For each eligible study, two authors(P.G. and L.W.) independently extracted the following data39: (1) publication data encompassing the author’s last name, year of publication, country (patient populations), study design, period of recruitment, and population size; (2) clinicopathological data such as age, gender, follow-up period, surveillance time of secondary MIBC, pathological type, pathological grade, pathological T/N/M stage; (3) statistical data including HRs and their CIs.
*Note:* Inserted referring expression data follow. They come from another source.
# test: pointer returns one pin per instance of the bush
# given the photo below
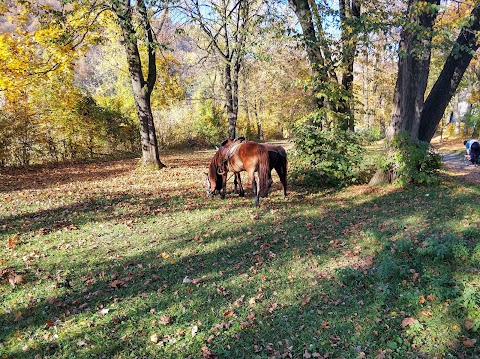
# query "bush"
(414, 162)
(329, 158)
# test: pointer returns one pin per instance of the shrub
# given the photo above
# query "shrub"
(332, 158)
(414, 162)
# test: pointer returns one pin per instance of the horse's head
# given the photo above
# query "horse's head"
(214, 176)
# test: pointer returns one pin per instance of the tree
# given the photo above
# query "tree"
(412, 112)
(227, 24)
(71, 25)
(332, 83)
(142, 88)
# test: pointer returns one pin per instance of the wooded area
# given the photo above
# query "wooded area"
(83, 79)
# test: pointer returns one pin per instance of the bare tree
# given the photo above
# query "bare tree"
(227, 24)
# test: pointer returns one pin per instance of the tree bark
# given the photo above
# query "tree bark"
(413, 70)
(322, 61)
(142, 88)
(450, 76)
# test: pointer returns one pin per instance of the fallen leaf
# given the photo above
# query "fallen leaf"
(408, 321)
(469, 343)
(228, 313)
(12, 242)
(194, 330)
(165, 319)
(49, 323)
(117, 283)
(154, 338)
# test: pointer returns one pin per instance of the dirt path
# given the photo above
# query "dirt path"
(455, 166)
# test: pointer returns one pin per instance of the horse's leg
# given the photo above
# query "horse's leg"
(240, 186)
(224, 186)
(235, 183)
(283, 178)
(255, 189)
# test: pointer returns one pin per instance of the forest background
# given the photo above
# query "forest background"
(221, 69)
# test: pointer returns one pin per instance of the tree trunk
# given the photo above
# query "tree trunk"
(450, 76)
(142, 88)
(229, 101)
(413, 70)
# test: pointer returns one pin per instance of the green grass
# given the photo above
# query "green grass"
(122, 263)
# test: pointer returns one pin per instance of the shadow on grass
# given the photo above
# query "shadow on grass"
(319, 275)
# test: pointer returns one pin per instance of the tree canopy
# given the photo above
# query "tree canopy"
(195, 73)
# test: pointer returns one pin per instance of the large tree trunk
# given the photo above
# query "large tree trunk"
(449, 79)
(411, 112)
(230, 102)
(413, 69)
(142, 88)
(322, 62)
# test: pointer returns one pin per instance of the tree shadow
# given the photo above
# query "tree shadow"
(16, 179)
(310, 287)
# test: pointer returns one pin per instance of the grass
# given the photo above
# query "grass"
(111, 262)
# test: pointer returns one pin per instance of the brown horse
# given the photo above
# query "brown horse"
(237, 156)
(277, 159)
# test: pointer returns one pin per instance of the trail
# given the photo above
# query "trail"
(456, 168)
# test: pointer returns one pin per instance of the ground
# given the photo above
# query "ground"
(453, 150)
(108, 261)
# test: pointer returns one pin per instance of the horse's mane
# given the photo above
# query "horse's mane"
(215, 164)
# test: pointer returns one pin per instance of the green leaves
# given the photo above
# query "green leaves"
(326, 157)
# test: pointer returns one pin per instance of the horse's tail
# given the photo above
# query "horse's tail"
(263, 170)
(283, 155)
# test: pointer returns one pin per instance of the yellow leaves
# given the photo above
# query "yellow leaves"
(12, 242)
(408, 321)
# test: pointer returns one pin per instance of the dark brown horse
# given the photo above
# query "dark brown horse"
(236, 156)
(277, 159)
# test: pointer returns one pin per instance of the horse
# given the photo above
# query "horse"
(277, 159)
(475, 153)
(236, 156)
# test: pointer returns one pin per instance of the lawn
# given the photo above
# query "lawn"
(106, 261)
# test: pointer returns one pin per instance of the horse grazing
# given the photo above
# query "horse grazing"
(475, 153)
(236, 156)
(277, 157)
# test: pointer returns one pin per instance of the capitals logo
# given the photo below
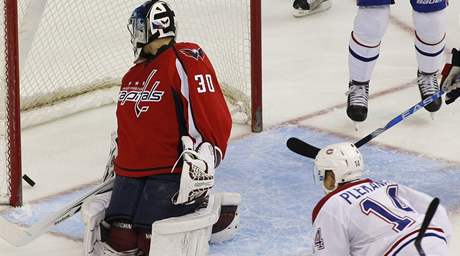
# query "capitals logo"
(197, 54)
(145, 95)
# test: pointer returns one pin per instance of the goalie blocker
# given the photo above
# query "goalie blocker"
(216, 220)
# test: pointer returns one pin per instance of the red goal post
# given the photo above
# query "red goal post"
(73, 54)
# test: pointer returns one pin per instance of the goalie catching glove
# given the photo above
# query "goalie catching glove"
(450, 82)
(109, 168)
(197, 176)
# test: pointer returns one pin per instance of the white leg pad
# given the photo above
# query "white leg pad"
(187, 235)
(228, 199)
(93, 213)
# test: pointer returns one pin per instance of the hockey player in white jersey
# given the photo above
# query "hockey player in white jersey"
(370, 25)
(308, 7)
(451, 78)
(363, 217)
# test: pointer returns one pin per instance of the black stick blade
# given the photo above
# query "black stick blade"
(302, 148)
(426, 222)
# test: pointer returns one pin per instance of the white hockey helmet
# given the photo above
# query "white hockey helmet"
(343, 159)
(152, 20)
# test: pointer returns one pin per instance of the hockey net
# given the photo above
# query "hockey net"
(74, 53)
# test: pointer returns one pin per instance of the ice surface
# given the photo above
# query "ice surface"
(278, 193)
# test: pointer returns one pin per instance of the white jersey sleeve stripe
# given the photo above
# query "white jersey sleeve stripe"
(185, 90)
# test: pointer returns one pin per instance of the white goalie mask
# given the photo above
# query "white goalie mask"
(343, 159)
(152, 20)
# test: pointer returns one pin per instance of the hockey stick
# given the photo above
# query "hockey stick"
(302, 148)
(426, 221)
(18, 236)
(399, 118)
Surveillance time of primary MIBC was defined as the time from the initial TURBT to cystectomy or last TURBT, and also defined as the time from the diagnosis of NMIBC to MIBC. If the HR was not presented directly, available survival data from original articles were used to estimate the HR by using the methods described previously40,41. The Engauge Digitizer version 4.1 was used to read the Kaplan–Meier survival curves (free software, available: http://sourceforge.net). In studies for which both univariate and multivariate analyses were available, the multivariate results were used to calculate HRs and CIs. Inconsistencies were resolved by discussion.

Methodological Assessment

The Newcastle-Ottawa Scale (NOS)42 was introduced to evaluate methodological quality of the included studies. Using a star system, a study is assessed based on the selection of study subjects (maximum: four stars), comparability of study groups (maximum: two stars) and outcome assessment (maximum: three stars). In this study, we considered a study awarded seven or more stars to be of high quality, because no standard validated criteria for important end points have been established.

Statistical Analysis

CSS was the outcome measure. The log-HRs and 95% CIs from each study were obtained and subsequently were used to conduct this meta-analysis (HR relates to CSS). According to a priori assumptions about the likelihood for heterogeneity across studies, all pooled outcome measures were determined using the random-effects models (the DerSimonian and Laird)43. By convention, an observed HR > 1 indicated an adverse survival for the secondary MIBC group, relative to the primary MIBC group (reference). If P < 0.05 or the 95% CI did not overlap 1, the pejorative impact of secondary MIBC on outcome was considered to be statistically significant. The chi-square–based Cochrane Q statistics test was used to assess heterogeneity across the studies included in this meta-analysis. A P < 0.10 for the Q test indicated heterogeneity cross the studies. I2 was also used to test the magnitude of the between-study heterogeneity44,45. To assess the robustness of pooled HRs and to analyze the source of heterogeneity, the subgroup analysis was performed through the stratification by publication year, region, population size, methodological quality scales, and HR estimation39. Furthermore, sensitivity analyses were performed to assess the stability of results by deleting a single study each time. The potential publication bias was evaluated visually in a funnel plot, and the degree of asymmetry was evaluated by Egger’s test46.

Statistical analyses were all performed using Stata statistical software (version 12.0, Stata Corp, College Station, TX). All P-values were based on two-sided tests and a P-value of less than 0.050 was considered statistically significant.